How to deal with the problem that the cloud server cannot access the database remotely after it is installed

Today, my colleague said that a new cloud server is installed, and it is normal to log in Using ssh, but the above service port of Dayun database cannot be accessed.

Using netstat ANP to view the port is normal to listen, and the listening address is also allowed to be accessed by any ip

And the firewall and iptables are both closed

I was also surprised, so I logged in to the server remotely. Check the port of Dayun. It looks normal.

Active Internet connections (servers and established)
Proto Recv-Q Send-Q Local Address Foreign Address State PID/Program name

tcp6 0 0 :::5236 ::😗 LISTEN 3810/dmserver

Ssh-v-p 5236 root @ server public network ip try to access the database and find the connection failed

So it was changed to

ssh -v -p 5236 root@127.0.0.1 Discovery can connect successfully

All firewalls are closed. It should not be a firewall problem. I tried to use traceroute server public network ip to see if there is a problem with network routing.

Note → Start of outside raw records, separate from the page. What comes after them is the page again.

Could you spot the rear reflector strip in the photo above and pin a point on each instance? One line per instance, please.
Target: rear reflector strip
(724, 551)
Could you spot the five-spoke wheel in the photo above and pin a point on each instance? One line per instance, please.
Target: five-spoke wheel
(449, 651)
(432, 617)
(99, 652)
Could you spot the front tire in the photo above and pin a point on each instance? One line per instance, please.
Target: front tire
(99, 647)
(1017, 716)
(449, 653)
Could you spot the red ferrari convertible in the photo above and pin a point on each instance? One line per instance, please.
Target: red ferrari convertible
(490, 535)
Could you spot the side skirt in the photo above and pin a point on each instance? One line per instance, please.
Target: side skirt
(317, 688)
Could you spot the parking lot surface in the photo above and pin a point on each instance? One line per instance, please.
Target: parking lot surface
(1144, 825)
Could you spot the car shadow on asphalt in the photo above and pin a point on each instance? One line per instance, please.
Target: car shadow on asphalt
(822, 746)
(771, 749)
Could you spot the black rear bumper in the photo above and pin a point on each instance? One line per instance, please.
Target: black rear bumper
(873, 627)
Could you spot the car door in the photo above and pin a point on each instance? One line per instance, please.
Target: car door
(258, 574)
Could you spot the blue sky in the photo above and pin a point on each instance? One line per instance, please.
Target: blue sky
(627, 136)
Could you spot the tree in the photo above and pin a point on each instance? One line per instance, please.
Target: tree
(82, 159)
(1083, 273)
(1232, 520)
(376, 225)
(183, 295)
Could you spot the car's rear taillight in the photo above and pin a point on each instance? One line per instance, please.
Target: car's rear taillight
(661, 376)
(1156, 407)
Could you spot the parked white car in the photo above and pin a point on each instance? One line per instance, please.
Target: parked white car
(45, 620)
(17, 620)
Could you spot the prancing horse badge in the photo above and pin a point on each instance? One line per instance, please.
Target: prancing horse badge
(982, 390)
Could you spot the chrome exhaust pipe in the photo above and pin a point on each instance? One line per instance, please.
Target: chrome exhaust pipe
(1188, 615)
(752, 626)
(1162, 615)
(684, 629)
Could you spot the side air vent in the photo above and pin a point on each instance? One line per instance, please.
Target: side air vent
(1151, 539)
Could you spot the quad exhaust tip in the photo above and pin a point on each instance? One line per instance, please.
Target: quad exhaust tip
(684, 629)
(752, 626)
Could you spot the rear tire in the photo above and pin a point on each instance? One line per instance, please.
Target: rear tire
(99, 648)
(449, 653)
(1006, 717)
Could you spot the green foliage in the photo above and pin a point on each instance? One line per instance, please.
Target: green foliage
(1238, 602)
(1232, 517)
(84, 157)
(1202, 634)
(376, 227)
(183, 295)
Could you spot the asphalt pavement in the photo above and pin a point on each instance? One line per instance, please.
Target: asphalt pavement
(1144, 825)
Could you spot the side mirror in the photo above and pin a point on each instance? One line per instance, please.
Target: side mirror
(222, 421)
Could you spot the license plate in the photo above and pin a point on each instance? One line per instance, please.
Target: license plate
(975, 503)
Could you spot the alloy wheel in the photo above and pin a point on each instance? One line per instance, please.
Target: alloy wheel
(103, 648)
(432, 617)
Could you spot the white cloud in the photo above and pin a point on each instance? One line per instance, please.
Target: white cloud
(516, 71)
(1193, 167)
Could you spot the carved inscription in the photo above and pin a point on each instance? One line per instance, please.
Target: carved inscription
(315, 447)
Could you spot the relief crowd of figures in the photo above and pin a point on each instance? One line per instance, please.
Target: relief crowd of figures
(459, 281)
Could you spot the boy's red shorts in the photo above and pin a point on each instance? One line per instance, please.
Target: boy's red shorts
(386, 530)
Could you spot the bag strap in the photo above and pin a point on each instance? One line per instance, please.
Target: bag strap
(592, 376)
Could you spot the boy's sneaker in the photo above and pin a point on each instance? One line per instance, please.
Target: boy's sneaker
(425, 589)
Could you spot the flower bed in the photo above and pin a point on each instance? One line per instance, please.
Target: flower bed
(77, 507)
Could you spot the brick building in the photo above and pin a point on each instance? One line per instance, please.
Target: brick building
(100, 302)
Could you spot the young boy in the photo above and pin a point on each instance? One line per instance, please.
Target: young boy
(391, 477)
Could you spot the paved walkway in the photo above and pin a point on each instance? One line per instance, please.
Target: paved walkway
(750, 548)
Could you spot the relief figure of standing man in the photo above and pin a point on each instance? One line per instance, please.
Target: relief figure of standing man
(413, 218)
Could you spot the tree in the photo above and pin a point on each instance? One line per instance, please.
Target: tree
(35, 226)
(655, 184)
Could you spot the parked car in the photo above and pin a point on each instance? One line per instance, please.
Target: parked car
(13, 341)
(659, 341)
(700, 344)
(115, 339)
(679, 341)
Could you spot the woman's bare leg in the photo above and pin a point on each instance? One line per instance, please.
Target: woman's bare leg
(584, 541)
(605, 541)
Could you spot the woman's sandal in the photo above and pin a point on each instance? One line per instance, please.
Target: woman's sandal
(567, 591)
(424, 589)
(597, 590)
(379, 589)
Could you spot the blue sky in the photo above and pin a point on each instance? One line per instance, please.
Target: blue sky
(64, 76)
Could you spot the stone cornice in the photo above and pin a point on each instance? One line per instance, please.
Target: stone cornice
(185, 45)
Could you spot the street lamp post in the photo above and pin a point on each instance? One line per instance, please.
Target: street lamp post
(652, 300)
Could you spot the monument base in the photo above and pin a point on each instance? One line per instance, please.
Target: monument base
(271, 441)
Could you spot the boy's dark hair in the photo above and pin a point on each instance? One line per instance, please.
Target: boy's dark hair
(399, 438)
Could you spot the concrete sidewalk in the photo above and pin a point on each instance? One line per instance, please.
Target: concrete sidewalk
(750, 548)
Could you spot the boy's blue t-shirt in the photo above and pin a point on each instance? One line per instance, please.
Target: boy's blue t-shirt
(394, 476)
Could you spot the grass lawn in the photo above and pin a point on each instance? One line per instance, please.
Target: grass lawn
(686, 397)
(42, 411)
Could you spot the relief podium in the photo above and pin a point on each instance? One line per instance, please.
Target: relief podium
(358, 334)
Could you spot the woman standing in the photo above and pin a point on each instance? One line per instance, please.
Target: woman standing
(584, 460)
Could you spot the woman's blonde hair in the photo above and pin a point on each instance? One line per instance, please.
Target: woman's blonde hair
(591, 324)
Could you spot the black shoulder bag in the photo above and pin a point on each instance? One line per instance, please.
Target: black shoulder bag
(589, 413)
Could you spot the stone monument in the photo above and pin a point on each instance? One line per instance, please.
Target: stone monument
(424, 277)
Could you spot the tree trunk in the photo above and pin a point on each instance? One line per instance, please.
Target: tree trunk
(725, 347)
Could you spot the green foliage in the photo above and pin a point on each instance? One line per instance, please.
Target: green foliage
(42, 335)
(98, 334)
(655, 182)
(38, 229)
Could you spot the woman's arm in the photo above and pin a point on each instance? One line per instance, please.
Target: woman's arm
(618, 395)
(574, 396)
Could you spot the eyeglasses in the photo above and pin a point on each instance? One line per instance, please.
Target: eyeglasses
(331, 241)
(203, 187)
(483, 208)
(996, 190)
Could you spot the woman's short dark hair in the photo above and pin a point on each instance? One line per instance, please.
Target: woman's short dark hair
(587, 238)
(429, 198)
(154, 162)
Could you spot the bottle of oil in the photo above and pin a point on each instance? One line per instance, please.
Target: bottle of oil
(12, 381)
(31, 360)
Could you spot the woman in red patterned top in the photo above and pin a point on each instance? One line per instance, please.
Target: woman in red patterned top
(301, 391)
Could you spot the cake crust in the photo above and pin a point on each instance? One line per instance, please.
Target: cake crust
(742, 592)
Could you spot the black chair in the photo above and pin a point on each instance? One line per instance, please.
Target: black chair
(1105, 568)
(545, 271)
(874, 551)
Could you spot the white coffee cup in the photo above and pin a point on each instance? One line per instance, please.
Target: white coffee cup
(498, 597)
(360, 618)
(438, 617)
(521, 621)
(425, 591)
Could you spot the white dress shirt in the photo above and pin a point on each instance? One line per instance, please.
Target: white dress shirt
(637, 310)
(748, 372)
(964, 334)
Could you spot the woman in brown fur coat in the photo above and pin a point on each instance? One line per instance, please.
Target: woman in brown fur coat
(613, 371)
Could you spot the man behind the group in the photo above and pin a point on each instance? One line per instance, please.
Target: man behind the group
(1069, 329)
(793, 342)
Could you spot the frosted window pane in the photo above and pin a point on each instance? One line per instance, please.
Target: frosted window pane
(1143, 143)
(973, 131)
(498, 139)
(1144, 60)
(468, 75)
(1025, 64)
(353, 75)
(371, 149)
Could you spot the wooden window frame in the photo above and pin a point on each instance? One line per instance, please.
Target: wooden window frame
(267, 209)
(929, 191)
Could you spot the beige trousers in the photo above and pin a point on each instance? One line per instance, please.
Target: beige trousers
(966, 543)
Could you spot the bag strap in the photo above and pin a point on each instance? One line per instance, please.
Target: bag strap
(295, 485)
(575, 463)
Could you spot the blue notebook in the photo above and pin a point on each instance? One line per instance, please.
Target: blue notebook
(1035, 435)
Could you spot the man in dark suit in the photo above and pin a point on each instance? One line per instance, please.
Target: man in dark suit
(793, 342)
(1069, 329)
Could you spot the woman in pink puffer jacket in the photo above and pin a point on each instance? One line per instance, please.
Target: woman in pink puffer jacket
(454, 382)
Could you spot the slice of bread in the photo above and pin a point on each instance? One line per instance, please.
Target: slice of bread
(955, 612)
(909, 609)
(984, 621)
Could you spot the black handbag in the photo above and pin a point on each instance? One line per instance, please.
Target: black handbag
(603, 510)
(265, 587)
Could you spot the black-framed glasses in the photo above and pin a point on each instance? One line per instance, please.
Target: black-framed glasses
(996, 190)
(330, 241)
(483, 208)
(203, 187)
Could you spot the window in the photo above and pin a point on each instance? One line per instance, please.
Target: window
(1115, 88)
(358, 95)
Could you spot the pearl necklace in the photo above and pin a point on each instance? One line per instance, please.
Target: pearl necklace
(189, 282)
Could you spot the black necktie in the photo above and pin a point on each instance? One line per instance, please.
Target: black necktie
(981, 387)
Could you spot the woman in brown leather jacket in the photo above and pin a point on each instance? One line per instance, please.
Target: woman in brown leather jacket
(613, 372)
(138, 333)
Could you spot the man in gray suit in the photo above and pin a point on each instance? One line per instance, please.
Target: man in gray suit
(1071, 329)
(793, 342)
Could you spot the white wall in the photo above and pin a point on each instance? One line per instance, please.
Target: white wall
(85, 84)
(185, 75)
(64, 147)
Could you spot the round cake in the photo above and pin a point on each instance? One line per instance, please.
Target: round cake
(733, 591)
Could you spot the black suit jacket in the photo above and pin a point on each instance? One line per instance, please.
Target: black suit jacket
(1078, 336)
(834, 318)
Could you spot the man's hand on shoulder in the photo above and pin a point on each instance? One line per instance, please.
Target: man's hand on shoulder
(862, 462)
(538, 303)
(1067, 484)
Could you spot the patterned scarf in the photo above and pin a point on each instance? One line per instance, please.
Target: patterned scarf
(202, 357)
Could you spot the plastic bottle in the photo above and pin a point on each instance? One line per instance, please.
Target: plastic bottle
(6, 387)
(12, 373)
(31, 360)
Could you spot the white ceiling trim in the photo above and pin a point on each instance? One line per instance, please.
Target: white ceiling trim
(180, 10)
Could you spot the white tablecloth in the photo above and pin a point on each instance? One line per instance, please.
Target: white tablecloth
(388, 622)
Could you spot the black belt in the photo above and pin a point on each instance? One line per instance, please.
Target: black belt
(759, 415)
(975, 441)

As a result, the output from traceroute shows that the ip connection to the local machine has to go through several machines, which is a bit abnormal.

traceroute to ##desensitization##, 30 hops max, 60 byte packets
1 100.108.0.1 (100.108.0.1) 7.172 ms 7.271 ms 7.255 ms
2 11.245.20.8 (11.245.20.8) 5.880 ms 6.032 ms 11.245.20.2 (11.245.20.2) 5.943 ms
3 11.245.96.3 (11.245.96.3) 5.058 ms 4.933 ms 11.245.96.9 (11.245.96.9) 5.103 ms

Use route-n to check the route. It is found that there is no route of local public ip, so the default route should be used

Why is there no local routing? Is ip not configured well. But why can ssh connect if it is not configured properly? I try to use ifconfig-a to check and find a problem: the ip of this public network is not configured at all!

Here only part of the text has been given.